Waiting for Columbus

© 2009

For Cindy-Lou

and

Kathleen Marie Trofimuk

Imagine a man standing on a rocky shoreline looking out to sea, pondering the question, the same question we whisper when we look up at night into a star-crazed sky-swirls of light millions of years old-everything moving away, or toward, or around: What’s out there?

This man is an average guy except for this need he has when it comes to the ocean. He is a man who will go out of his way to stand on beaches and look out to sea. He will pull over to the side of a highway or a road, he will get off a train or disembark a bus and then stand at the edge of whatever ocean is there with his awe and wonder vibrating. Often, depending on how he feels, he will hum Barber’s “Adagio for Strings. ” He thinks he remembers this music was one of the pieces played at JFK’s funeral. He could be wrong about this, but it is easy for him to imagine this music: a military band playing stately, painfully, marching in front of a long line of black vehicles. It is the perfect music for the funeral procession of a president, and it is the ideal music for oceans. Oceans are big enough to handle the sorrow of Barber’s “Adagio. ” Sometimes the first notes of this music are just there, in the back of his throat, waiting, ready. He begins to hum the first note and the following notes seem to know what they must do to make the melody.

It’s raining. He’s wearing a ratty dark-blue baseball cap that’s seen better days. It’s pulled down to his eyebrows as protection from the rain. He shakes his head, marvels at the redundancy of rain while standing next to an ocean. So much water just there in the rising and falling swells, in the ebb and flow, in wave after wave-so much water and yet it rains. He smiles at the ocean.

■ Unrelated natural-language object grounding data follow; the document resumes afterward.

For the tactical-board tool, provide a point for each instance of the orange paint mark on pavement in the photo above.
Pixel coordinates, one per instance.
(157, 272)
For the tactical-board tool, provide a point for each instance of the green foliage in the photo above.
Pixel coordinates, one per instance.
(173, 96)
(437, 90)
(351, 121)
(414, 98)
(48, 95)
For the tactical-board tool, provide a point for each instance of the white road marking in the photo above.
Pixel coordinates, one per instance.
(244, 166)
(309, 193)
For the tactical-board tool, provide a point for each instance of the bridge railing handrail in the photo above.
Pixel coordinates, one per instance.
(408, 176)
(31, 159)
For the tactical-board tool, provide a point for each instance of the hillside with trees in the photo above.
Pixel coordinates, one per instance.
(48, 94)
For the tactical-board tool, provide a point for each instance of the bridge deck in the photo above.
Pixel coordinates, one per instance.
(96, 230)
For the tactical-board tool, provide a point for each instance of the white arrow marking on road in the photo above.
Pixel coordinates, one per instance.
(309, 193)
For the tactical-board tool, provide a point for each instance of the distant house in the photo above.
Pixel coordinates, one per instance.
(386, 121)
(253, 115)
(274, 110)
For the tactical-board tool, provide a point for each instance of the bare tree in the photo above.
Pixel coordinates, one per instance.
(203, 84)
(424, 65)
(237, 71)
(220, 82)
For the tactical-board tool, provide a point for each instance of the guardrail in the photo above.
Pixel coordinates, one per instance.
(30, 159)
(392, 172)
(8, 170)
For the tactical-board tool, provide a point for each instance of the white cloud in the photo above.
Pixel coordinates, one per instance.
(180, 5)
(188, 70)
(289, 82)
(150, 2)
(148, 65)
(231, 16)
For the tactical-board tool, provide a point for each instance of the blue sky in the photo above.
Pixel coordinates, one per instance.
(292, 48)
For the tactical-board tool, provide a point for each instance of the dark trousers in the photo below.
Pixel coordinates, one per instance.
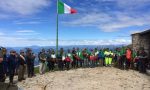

This is a desolate, rocky place. Its rocks seem old, as if they have been written down in an ancient, forgotten language. He read somewhere there were fossil beds along this shore.

He does not doubt this. He inhales deeply. Thinks: green, humid, incomprehensible.

He glances up, squints through the streaky gray sky, and drifts back to the only question that matters. He knows he is not the first to stand in wonder at the edge of an ocean. Human beings across the spectrum of time have stood at the edges of things they couldn’t comprehend and drifted in the mystery of not knowing. We no longer think of oceans as frightening, mysterious, or forbidding. Not today. We have lost our deference and awe for oceans because we are no longer dependent. We fly over them, look down from 35,000 feet, maybe notice a glint of sunlight, or the way color dances.

But this man can easily conjure up respect and even fear. He can easily muster a meditation on courage. He looks out and feels the ocean’s coldness-understands the uncaring green and gray, the undulating deep heart of it. It takes courage to face the unknown with gusto. He wishes he didn’t know about oceans. That way he could be certain that he has the courage. But you cannot erase your own knowledge, he thinks, so this rumination is only a game played by an idiot who fears the unknown.